You may have heard it referred to as the “dramatic pause” but let’s hope we can avoid bringing the drama. While you want to keep your audience attentive and mildly entertained, there is no need for the extreme.
There are sections within every speech where your ideas are presented. The basic framework sections include: your introduction, the problem to be solved, the solution, and then finally your conclusion. Of course your speech will have more specific areas depending on what you need to say.
Now think of the sections as moving from one paragraph to the next in a written document. There is always a natural pause between paragraphs, as the idea of each paragraph presents itself.
A natural pause will occur between each section, and if is ok. It may also come up if you transition from idea to idea within a section—again think about moving from spoken paragraph to spoken paragraph. It doesn’t need much. A pause is a second or two, a breath. Give yourself, and your audience time to move to the next concept.
Be careful not to overdo it. You have heard of “too much of a good thing” and that needs to be on your mind. Don’t drag your pace down with a lot of pauses. Let your flow happen. Too many pauses can be distracting for you as well as for your audience, and they might check out. Focus to keep the audience engaged, as well as yourself.

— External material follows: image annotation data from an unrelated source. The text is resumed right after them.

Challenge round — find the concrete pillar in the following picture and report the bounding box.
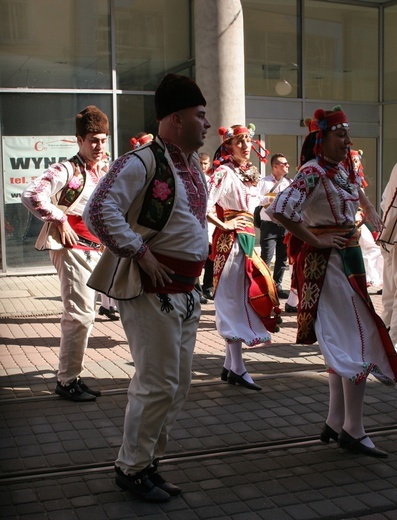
[194,0,246,158]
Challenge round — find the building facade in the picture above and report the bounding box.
[0,0,397,274]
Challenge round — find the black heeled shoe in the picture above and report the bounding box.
[320,423,338,444]
[221,367,229,381]
[338,429,388,459]
[227,370,262,392]
[98,305,119,321]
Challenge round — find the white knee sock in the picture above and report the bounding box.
[229,341,253,383]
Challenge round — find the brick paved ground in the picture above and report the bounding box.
[0,275,397,520]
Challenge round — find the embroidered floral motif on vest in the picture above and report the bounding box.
[137,141,175,231]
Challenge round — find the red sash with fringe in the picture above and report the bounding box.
[212,210,281,332]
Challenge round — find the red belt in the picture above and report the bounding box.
[141,253,205,294]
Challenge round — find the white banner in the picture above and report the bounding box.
[2,135,79,204]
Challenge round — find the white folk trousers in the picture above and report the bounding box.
[50,248,100,385]
[116,291,200,475]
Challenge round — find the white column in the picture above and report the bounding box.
[194,0,246,158]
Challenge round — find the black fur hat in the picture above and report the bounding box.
[154,74,207,121]
[76,105,109,137]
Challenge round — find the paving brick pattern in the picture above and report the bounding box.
[0,275,397,520]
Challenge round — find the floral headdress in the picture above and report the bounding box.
[214,123,269,168]
[130,132,153,150]
[305,105,355,182]
[208,123,269,186]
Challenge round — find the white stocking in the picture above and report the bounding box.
[229,341,253,383]
[342,379,374,448]
[223,341,232,370]
[326,372,345,433]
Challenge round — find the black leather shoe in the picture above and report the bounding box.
[77,377,101,397]
[221,367,229,381]
[203,291,214,300]
[148,468,182,497]
[227,370,262,392]
[338,429,388,459]
[320,423,338,444]
[98,305,120,321]
[55,379,96,402]
[115,466,171,502]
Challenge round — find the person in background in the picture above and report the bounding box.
[98,294,119,321]
[199,152,211,174]
[84,74,210,502]
[266,107,397,457]
[345,150,383,294]
[199,152,215,300]
[130,132,153,150]
[207,125,280,391]
[378,164,397,351]
[22,105,109,401]
[258,153,290,300]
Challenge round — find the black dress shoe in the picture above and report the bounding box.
[77,377,101,397]
[115,466,171,502]
[148,468,182,497]
[338,429,388,459]
[320,423,338,444]
[55,379,96,402]
[98,305,119,321]
[227,370,262,392]
[221,367,229,381]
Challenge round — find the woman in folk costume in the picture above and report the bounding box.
[208,125,281,390]
[267,107,397,457]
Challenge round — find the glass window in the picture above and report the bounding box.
[117,95,158,155]
[383,5,397,101]
[115,0,192,90]
[241,0,299,97]
[303,0,379,101]
[382,104,397,193]
[0,94,112,269]
[0,0,110,89]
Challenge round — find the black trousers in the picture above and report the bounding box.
[260,220,288,289]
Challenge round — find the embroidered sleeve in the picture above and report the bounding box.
[21,164,68,223]
[266,166,321,222]
[207,166,229,214]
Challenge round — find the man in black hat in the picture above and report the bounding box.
[84,74,210,502]
[22,105,109,401]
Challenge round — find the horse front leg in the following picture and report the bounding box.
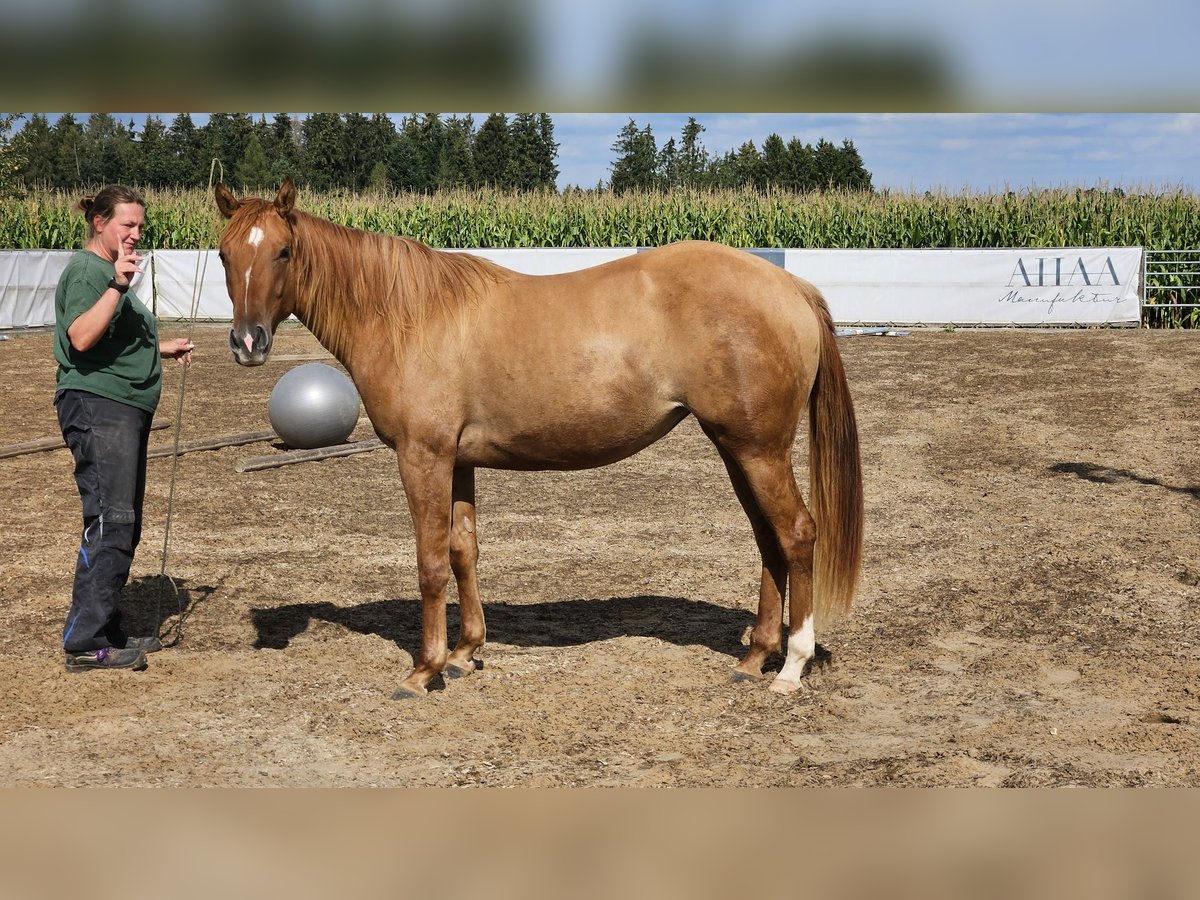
[392,448,454,700]
[445,468,487,678]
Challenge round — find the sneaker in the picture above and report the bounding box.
[66,647,146,672]
[125,635,162,653]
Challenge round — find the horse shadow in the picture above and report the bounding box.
[251,595,754,658]
[121,575,221,647]
[1050,462,1200,500]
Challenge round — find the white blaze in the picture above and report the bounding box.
[242,226,266,314]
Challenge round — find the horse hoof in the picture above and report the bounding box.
[442,660,478,678]
[767,678,800,694]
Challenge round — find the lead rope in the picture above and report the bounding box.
[154,157,224,647]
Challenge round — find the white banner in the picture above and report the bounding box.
[0,247,1141,328]
[784,247,1141,325]
[0,250,154,329]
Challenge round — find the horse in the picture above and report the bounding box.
[215,178,863,700]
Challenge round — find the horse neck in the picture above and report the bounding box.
[287,212,385,368]
[289,212,496,368]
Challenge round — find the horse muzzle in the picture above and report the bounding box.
[229,325,271,366]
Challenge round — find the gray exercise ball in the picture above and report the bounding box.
[266,362,359,450]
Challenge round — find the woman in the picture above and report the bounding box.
[54,185,193,672]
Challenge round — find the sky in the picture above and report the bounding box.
[553,113,1200,193]
[46,109,1200,193]
[9,0,1200,192]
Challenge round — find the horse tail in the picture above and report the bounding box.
[804,287,863,624]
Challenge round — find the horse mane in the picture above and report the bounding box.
[280,210,509,359]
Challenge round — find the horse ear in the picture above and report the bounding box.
[275,175,296,218]
[212,181,241,218]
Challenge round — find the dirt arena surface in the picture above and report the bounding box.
[0,324,1200,787]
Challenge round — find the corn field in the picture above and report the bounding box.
[7,184,1200,326]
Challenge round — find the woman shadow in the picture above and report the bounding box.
[121,575,221,647]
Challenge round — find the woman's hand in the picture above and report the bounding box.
[158,337,196,367]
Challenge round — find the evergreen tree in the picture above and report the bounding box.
[535,113,558,191]
[199,113,254,178]
[366,113,396,191]
[167,113,204,186]
[610,119,658,193]
[734,140,763,190]
[655,138,680,191]
[234,134,271,191]
[416,113,445,193]
[270,113,304,185]
[388,119,428,191]
[338,113,373,191]
[54,113,84,187]
[80,113,133,185]
[838,138,871,191]
[761,133,791,191]
[13,113,55,187]
[786,138,821,193]
[0,113,26,197]
[304,113,343,191]
[474,113,512,188]
[137,115,175,187]
[812,138,841,191]
[508,113,542,191]
[367,161,391,194]
[678,115,708,187]
[437,114,475,190]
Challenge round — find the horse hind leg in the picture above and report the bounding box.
[443,468,487,678]
[706,430,816,694]
[701,434,787,682]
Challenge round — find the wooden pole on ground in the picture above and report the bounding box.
[0,422,171,460]
[235,438,386,472]
[146,431,275,460]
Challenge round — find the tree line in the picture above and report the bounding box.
[0,113,871,193]
[3,113,558,192]
[611,116,871,193]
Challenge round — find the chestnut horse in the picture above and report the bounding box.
[216,179,863,698]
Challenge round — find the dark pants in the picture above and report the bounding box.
[54,390,154,653]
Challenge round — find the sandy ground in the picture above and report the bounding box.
[0,325,1200,787]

You are making a speech to share a message, it has a point. Use the pause to emphasize, and raise attention. For example, if you ask a rhetorical question, and let it hang for a moment, and let the listeners think for a second about what the answer may be. Play with the length the pause when you practice, to get the right feel to increase the impact on your audience.

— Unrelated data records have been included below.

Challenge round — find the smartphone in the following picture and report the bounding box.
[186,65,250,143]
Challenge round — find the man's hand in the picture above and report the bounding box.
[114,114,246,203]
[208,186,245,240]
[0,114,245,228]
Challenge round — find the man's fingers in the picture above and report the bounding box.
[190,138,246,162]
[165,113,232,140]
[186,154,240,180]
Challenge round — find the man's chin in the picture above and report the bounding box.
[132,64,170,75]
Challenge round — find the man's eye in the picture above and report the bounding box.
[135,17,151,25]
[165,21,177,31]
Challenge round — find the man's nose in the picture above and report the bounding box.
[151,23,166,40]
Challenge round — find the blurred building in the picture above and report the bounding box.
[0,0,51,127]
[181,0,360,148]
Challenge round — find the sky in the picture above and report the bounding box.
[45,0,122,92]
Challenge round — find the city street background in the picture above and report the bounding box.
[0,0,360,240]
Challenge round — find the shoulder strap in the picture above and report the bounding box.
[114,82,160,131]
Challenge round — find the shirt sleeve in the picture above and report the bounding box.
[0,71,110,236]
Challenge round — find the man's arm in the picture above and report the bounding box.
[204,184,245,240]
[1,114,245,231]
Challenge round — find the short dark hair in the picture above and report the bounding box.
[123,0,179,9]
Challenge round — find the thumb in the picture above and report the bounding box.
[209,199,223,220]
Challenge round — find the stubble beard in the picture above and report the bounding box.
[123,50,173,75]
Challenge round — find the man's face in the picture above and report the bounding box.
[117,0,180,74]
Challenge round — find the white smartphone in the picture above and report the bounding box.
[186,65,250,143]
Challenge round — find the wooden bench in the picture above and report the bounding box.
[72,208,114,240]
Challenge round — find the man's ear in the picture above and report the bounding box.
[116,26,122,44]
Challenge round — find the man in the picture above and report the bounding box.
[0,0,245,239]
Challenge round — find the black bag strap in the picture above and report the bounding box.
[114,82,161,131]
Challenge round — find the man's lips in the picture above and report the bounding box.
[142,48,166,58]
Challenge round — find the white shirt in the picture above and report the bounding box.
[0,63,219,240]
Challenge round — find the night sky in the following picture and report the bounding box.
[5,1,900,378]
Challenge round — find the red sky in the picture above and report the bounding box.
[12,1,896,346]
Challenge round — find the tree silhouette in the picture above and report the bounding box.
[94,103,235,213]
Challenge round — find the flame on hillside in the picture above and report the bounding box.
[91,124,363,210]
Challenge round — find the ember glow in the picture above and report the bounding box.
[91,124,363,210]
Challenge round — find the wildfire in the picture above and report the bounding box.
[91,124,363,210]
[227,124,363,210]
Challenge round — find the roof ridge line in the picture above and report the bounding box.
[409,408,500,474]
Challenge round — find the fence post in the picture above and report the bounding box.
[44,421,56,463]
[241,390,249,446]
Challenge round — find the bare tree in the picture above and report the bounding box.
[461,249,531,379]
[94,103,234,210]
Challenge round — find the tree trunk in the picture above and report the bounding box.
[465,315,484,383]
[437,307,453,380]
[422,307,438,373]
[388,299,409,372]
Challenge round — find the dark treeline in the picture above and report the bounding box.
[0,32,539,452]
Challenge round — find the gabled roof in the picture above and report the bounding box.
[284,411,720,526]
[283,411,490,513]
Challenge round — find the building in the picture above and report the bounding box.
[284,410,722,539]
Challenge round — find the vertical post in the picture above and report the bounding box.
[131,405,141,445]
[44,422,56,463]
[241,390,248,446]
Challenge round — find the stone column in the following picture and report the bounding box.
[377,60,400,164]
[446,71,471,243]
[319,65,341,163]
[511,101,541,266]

And remember, don’t limit your pauses to just your words. If you tend to move when you speak, think about pausing your movement, right along with your voice, when you make a point. Stop your words, stop your body. It will grab their attention as they wait for the followup.
Pauses When Speaking: PUT IT TO THE TEST
Take a video of you practicing your speech. Set up the camera to see all of you, as your audience will. Make your presentation, sprinkling in the pauses where they feel natural, and find your flow.
Silence is acceptable. Short pauses when speaking separate thoughts, and come before and after phrases or words that need emphasis. Long pauses are very powerful and allow the listeners to consider what has been said.